Alongside Praetorian's technical prowess and detailed assessment methodology, Praetorian also implements a standardized project management plan to ensure quality and on time results. The following list and corresponding diagram represent the typical workflow of an engagement.

Engagement Workflow and Project Management

Engagement Workflow

  1. The process begins with a response to a client proposal.

  2. Once the proposal is accepted, mutually agreeable start and end dates are decided between Praetorian and the client and a Master Service Agreement (MSA), Mutual Non-Disclosure Agreement (NDA), and Statement of Work (SOW) are executed.

  3. A pre-engagement call is conducted with the client at least one week prior to the engagement's scheduled kick off.
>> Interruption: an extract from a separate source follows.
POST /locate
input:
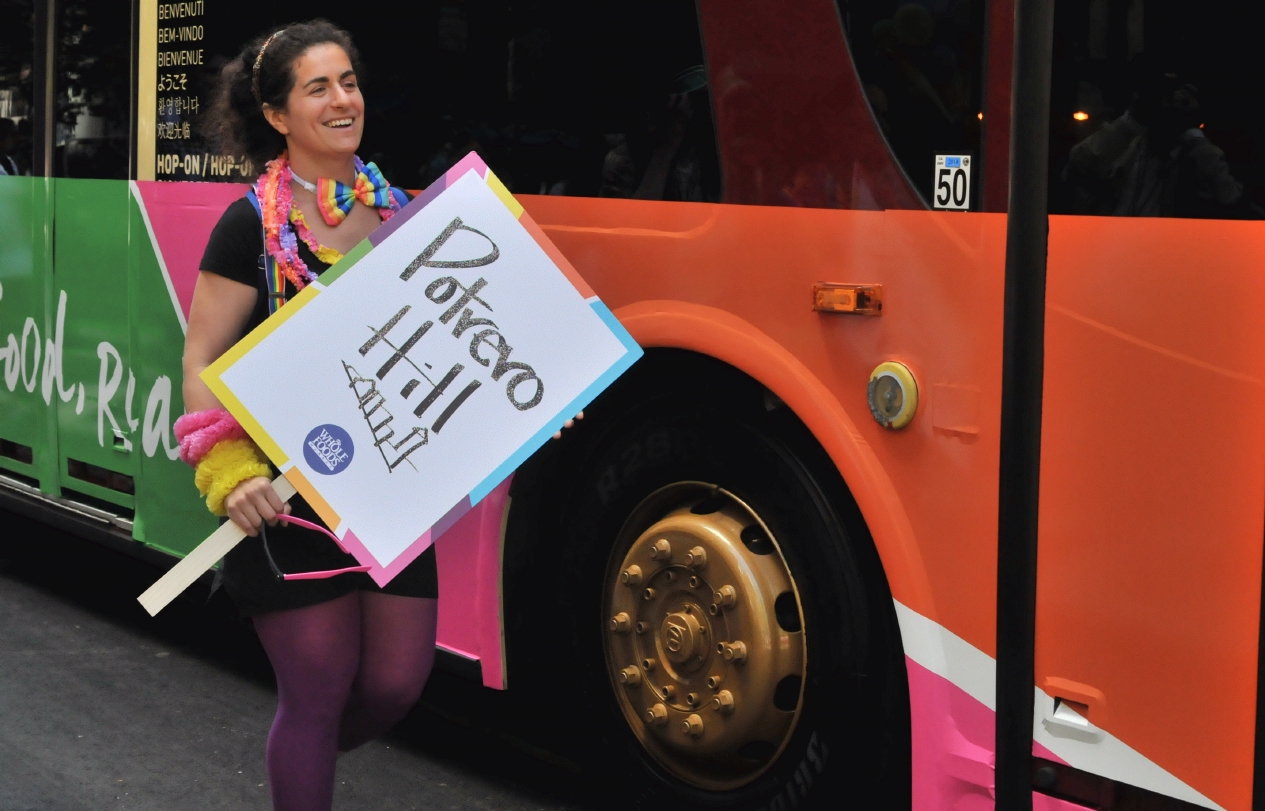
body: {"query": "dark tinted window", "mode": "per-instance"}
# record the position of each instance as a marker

The purpose of the call is to introduce team members, exchange contact information, and discuss logistics. This will help ensure consultant utilization is maximized once the engagement is underway.

  4. The engagement begins on the scheduled start date. Weekly updates are provided over the course of the project.

  5. Once testing has completed, a draft report is delivered to the client one week after the engagement's conclusion.

  6. The client has ten business days to review the draft report and provide comments.

  7. At the close of the review window, comments are incorporated and a final draft is submitted to the client in PDF format.

  8. A final closeout meeting is held to discuss the results of the assessment and answer any outstanding questions.

  9. The process concludes with the submission of feedback forms and invoices.